Here’s where things are regarding Sam. I’ll talk about the good news first.
Mobility and energy-wise, he’s doing pretty darn well. Sam is moving about the house great and not complaining of any back pain at all—in fact, it’s been weeks since we’ve felt we should offer him pain medication. His energy level is about what you’d expect. Since leaving the hospital in late December he’s only been out of the house five times and each time he starts out with lots of energy then tires quickly after walking any distance at all—but again, no complaints of back pain in weeks. We expect his energy-level will increase with time and a return to normal day-to-day routine. Our hope was that he would return to school on February 11th (he’s attends an 18-21 year-old program through the local school district) but that plan may have to be altered. . . .
Now the bad news.
Although Sam’s back appears to be healing more-or-less on target, the bowel and bladder issues that were brought on by the disc problem are not. The catheter has been out for a while now and all concerned believed his ability to void was quickly returning to normal . . . but urology tests show it is not. Recent imaging shows that Sam is not emptying anywhere close to completely and at the same time it appears—sensation-wise—that he has zero feeling of being very, very full of urine. Yeah, a backup of urine is not a good thing and can’t be tolerated for very long at all. And although we’ve worked diligently over the past few weeks to help Sam relieve his serious bowel backup, a comparison of recent imaging to that of December’s x-rays show that precious little has been accomplished with “moving things along.”

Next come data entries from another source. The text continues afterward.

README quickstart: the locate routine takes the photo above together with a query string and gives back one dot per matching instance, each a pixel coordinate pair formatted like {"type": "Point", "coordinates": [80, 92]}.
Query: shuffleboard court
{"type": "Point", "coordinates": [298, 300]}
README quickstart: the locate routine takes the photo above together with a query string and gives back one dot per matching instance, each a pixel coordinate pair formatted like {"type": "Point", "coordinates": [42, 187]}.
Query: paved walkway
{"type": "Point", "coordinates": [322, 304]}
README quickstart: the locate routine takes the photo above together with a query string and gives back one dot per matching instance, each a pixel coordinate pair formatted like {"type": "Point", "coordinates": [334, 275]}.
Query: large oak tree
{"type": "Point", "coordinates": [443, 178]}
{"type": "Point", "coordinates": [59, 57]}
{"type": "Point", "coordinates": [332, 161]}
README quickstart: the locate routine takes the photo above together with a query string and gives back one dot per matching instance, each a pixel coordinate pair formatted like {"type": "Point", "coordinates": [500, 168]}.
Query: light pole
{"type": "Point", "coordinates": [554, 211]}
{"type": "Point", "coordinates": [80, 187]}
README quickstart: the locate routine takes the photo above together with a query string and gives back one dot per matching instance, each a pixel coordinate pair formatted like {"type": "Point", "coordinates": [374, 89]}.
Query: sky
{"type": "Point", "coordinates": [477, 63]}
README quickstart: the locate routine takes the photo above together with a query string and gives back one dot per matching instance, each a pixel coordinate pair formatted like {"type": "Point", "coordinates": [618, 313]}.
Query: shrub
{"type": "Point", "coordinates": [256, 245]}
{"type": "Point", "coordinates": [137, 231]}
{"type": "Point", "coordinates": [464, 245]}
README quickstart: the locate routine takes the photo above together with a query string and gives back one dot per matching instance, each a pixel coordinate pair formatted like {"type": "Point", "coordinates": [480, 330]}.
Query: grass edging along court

Obviously we need to resolve the bowel and bladder issues as soon as possible: very bad things happen if you can’t dispose of waste. We also need to feel as confident as possible that Sam can handle restroom issues on his own before returning to school; we’re not very confident of this right now. We want the February 11th return to school to happen, but it may have to be postponed.
As of this moment all we can do is to observe Sam’s behavior, keep in close contact with his physicians (not the doctors he had prior to the correct diagnosis), cross our fingers and say a lot of prayers, and hope time and medication will do something positive.
. . . but wait, there’s more!
Based on what we heard during Sam’s stay in the hospital, Patty and I were under the impression that her employer would be supportive of the time she would need to take off work to care for Sam (the best estimate was approximately six weeks). To our very great surprise, Patty’s employer decided not to be supportive and told her to report to work by a specific date if she wished to keep her job. Patty, putting her child’s needs first, was unable to do that. Her employer of six years terminated her in mid-January. [Note: Patty did not qualify for FMLA because she was not a fulltime employee.]
Long story short, there’s been a lot going on in our household. I’ll post as time permits—please be patient with me if you reply I don’t get back with you quickly.